Description | Documentation | Conditions of Use | Applet Deployment | Version History | Examples | Features


Description

The ChemEquilibria applet provides a web interface for the Equilibria package, which is designed to define an arbitrary chemical system and solve the associated equilibrium problem.

Author: David N. Blauch, Copyright 2000-2014 All Rights Reserved

Current Version: 2.1

Archive: chemEquilibria.jar


Applet Deployment

The ChemEquilibria applet is deployed, in HTML 3.2 and earlier, using the <APPLET> tag, as shown below:

<APPLET
  CODEBASE = "."
  ARCHIVE  = "chemEquilibria.jar,equilibria.jar"
  CODE     = "chemEquilibria.ChemEquilibria.class"
  NAME     = "chemEquilibria"
  WIDTH    = "0"
  HEIGHT   = "0"
  HSPACE   = "0"
  VSPACE   = "0"
  ALIGN    = "middle"
>
<PARAM NAME = "permissions" VALUE = "sandbox">
<PARAM NAME = "IsIdeal" VALUE = "true">
<PARAM NAME = "IsIsobaric" VALUE = "true">
<PARAM NAME = "Pressure" VALUE = "1.000">
<PARAM NAME = "Temperature" VALUE = "298.15">
</APPLET>

The ChemEquilibria applet does not create any graphics, so the size of the applet has been set a size of zero. The codebase indicates the directory containing the archive files. The parameters, which are optional, define certain properties of the chemical system.

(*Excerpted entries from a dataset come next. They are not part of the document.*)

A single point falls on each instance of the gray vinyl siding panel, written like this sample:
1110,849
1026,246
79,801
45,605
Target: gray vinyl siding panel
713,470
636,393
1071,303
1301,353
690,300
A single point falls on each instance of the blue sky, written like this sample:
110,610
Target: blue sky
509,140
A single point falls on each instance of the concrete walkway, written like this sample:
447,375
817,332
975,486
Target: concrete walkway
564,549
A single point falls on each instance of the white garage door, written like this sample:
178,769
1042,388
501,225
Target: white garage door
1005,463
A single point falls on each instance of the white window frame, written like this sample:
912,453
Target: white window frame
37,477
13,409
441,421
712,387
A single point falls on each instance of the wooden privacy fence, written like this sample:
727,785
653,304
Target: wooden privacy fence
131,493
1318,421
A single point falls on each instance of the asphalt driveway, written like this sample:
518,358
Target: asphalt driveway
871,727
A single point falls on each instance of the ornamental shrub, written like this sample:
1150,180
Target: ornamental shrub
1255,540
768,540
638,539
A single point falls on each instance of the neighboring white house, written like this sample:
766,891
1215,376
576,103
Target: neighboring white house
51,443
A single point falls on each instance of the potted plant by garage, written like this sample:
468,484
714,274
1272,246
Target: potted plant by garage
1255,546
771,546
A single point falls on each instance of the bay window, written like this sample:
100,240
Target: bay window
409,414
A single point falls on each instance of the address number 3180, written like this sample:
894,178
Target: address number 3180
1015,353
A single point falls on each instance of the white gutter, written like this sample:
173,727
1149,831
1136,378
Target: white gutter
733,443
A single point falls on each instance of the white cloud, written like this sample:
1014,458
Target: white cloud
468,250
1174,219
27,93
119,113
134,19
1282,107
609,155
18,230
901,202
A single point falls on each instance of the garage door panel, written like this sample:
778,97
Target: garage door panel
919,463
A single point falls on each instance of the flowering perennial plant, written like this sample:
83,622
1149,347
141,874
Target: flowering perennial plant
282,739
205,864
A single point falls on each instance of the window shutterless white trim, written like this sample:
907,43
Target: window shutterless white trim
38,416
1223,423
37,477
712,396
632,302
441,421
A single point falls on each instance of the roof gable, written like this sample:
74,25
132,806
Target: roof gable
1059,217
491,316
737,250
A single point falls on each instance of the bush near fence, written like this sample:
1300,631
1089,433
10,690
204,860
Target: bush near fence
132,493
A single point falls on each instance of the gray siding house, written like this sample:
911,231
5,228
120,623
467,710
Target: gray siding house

IsIdeal If true, all activity coefficients are set to unity. Otherwise activity coefficients for solutes are computed using the extended Debye-Huckel equation.
IsIsobaric If true, the pressure of all gas phases are maintained at the system pressure by varying the volume of the phase. If false, all gas phases have a fixed volume and the pressure of the gas can vary.
Pressure This value is the system pressure in atm.
IsIdeal This value is the system temperature in Kelvin.

Version History

1.0 First public release
2.0 Recompiled for Java 1.6
2.1 Jars are now signed.

Examples of Solving Equilibrium Problems

The ChemEquilibria and Equilibria packages can be used to solve an arbitrary equilibrium problem. A series of examples illustrate this process.


Features

Topics



Activity Effects

All computations are performed using species activities. If the isIdeal property of the ChemSystem is true, then all activity coefficients are set to unity. If the isIdeal property is false, the activity coefficients of all pure solid, pure liquid, or gas-phase species are set to unity. The activity coefficients of solutes, however, are estimated using the extended Debye-Huckel equation. The user may explicitly define the ion-size parameter for each ChemSpecies. The default value is 4.5 angstroms. The parameters in the extended Debye-Huckel equations are calculated from the solution dielectric constant and the system temperature using methods defined in the Phase class.


Automatic Charge Balance

Each Solution object provides the option of automatically balancing charge in the solution. When the autoChargeBalance property is true, the parse method in the Equilibria object automatically balances the charge in the system by adding a generic counter-ion solute to the solution in an amount that achieves electroneutrality. The counter-ion is labeled "X+" or "X-", depending upon whether a cation or anion is required, and has a charge of +1 or -1. This feature reduces the number of ChemSpecies and Species that the user must define. Users should exercise caution in using this feature when activity corrections are being performed. The influence of a monovalent spectator ion on the ionic strength of a solution differs from that of a polyvalent spectator ion. (Note: The X+ and X- Species are defined when any Solution is created. It is therefore possible to set the Debye-Huckel ion-size parameter for these Species by retrieving the Species with the phase's getSpecies method and then employing the setIonSize method for the Species.)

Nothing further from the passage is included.